Counseling Services new regulations to combat the virus do not stop with office distancing.
“We have moved from face-to-face appointments to telemental health appointments. We continue to be busy and we are currently seeing the request for appointments/kept appointments at the same rate as fall 2019,” said Kelemen. “We have noticed that whether at home or on campus, it is difficult for students to find private spaces for appointments which can be problematic.”
Kelemen said that movements to telehealth were made to suffice the needs of all students, which always come first at Counseling Services.
Despite the difficulty of implementing new regulations, the challenges of the new precautionary measures have prompted new learning experiences for counselors on campus.
“I think our biggest take away so far is that it is possible to do telemental health.
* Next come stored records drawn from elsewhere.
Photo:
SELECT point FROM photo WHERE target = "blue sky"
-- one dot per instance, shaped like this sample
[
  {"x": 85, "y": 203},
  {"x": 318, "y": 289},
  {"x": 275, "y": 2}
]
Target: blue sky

Eight months ago, I don’t think that any of us would have believed that this was a possible, although not preferable, practice,” said Kelemen. “We have learned that we still can connect and work with our clients when working remotely, and we sometimes have more flexibility to schedule appointments which has been helpful because the class schedule is so packed.”
Kelemen also said that the staff has a close relationship and bond, and it is difficult to connect as much through virtual Zoom meetings. He said there was a special emphasis on connection during in-person meetings that is now different.
Despite the challenges, Kelemen said he sees this situation as temporary, and he looks forward to a tremendously strong relationship between clients and faculty in the future.
“We look forward to returning to life as usual, in our warm and welcoming office where we believe that students feel comfortable with our usual furniture in place, no Plexiglas shields, and most importantly once again meeting with our students for our appointments in person,” said Kelemen.